Prior to the current study, secular geologists used the production of similar quartz-rich magmas that formed in narrow subduction zones6 as their best explanation for the origin of continents. They figured that enough subduction zone melts added together from plate collisions over billions of years could create the continents, or so their story goes. But this wouldn’t make the continents all at one time as is commonly believed. How they all appeared simultaneously remains unanswered.
While it seems possible that narrow slivers of continental crust could form when tectonic plates converge, these 120 to 250-mile wide zones are a long way from explaining the massive expanse of all the continents. Furthermore, other geoscientists point out that the composition of these narrow bands of continental crust formed at subduction zones differ chemically from the supposed older Archean continental crust, adding another complication to the mystery.3 This leaves secular scientists unable to explain the origin of continents that are thousands of miles wide. It is still the “holy grail” of geology.

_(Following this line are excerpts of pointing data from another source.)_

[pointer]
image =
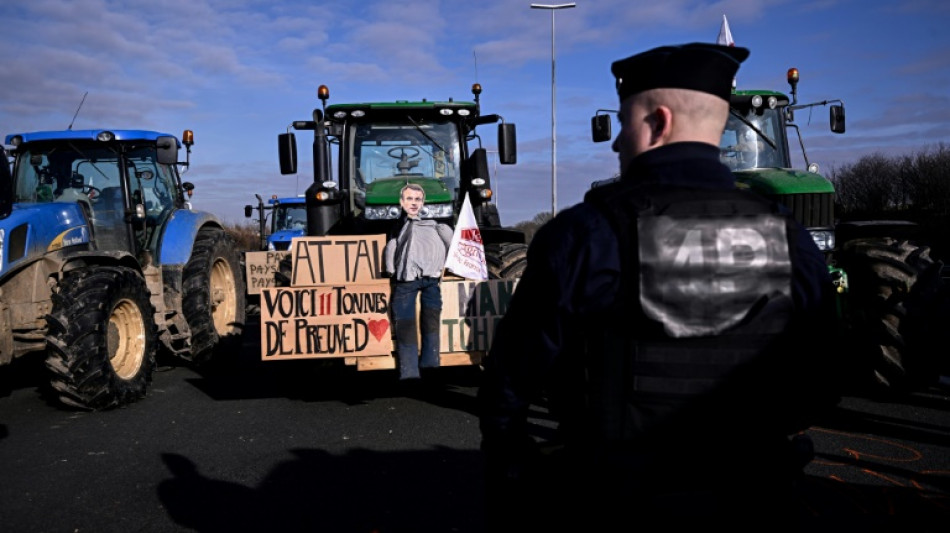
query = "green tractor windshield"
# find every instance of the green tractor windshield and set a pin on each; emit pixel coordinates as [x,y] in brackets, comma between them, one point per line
[754,138]
[387,155]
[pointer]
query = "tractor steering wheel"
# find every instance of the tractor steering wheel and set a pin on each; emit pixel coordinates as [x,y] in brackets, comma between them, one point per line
[412,150]
[92,192]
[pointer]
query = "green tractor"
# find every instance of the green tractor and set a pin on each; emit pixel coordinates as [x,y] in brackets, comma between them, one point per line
[887,283]
[383,146]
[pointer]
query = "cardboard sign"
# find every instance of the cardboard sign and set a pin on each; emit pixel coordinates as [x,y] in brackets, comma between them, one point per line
[470,312]
[260,268]
[325,322]
[337,260]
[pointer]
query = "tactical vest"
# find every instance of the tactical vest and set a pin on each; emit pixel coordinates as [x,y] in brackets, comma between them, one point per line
[705,293]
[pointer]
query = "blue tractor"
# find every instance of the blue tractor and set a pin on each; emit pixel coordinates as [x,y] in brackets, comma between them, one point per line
[103,263]
[288,219]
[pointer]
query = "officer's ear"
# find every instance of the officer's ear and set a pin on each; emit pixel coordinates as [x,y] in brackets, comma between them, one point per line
[660,121]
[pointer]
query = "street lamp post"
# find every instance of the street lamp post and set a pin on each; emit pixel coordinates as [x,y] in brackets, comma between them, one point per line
[552,8]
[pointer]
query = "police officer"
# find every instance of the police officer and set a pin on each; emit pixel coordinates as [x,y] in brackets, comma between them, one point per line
[678,329]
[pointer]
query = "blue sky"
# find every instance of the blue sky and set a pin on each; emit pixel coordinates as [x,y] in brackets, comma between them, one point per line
[238,72]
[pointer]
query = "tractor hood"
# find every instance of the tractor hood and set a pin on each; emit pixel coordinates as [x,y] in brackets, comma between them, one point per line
[773,181]
[386,191]
[33,230]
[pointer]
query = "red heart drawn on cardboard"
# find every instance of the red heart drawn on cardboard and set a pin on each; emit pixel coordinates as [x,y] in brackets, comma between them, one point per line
[378,328]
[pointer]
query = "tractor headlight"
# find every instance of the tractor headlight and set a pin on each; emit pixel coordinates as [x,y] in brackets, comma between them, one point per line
[436,211]
[825,239]
[381,212]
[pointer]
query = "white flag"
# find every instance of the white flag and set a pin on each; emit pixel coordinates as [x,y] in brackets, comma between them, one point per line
[725,36]
[466,257]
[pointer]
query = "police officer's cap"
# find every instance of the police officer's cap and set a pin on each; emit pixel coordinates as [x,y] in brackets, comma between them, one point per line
[709,68]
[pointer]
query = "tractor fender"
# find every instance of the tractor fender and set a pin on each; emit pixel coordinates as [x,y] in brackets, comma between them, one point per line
[178,239]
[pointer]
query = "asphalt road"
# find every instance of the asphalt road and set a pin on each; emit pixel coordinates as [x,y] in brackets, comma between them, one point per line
[297,446]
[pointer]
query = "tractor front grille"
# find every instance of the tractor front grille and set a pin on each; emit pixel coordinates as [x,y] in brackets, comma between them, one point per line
[813,210]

"The debate will likely continue," said Ilya Bindeman, a professor of geology at the University of Oregon who was not involved with the current study.
All secular explanations for the continents are steeped in speculation.7 Their studies do little to answer the question of the origin of the continents. The current study merely pushes back their origin point further into mythical deep time, obfuscating the situation all the more.
The book of Genesis still gives us a better explanation for the origin of continents. It is quite clear. God spoke them into existence of Day 3 of Creation Week about 6000 years ago.
References
1. Hecht, J. 2015. Rise of the upper crust. New Scientist. 226 (3017): 36-39.
2. Chowdhury, P., et al. 2021. Magmatic thickening of crust in non-plate tectonic settings initiated the subaerial rise of Earth’s first continents 3.3 to 3.2 billion years ago. National Academy of Science.118 (46): e2105746118; https://doi.org/10.1073/pnas.2105746118.
3. Gazel, E. et al. 2015. Continental crust generated in oceanic arcs. Nature Geoscience. 8 (4): 321-327.
4. A craton is a large area of continental crust believed by secular scientists to have had very little recent deformation or mountain-building activity.
5. Lanese, N. Earth's 1st continents arose hundreds of millions of years earlier than thought. LiveScience. Posted on livescience.com November 8, 2021, accessed December 2, 2021.
6. A subduction zone is where older ocean crust is pulled down into the mantle at a convergent plate boundary (where plates move toward one another), creating a quartz-rich melt in the process.
7. Clarey, T. 2020. Carved in Stone: Geological Evidence for the Worldwide Flood. Dallas, TX: Institute for Creation Research, 128-131.
*Dr. Clarey is Research Scientist at the Institute for Creation Research and earned his doctorate in geology from Western Michigan University.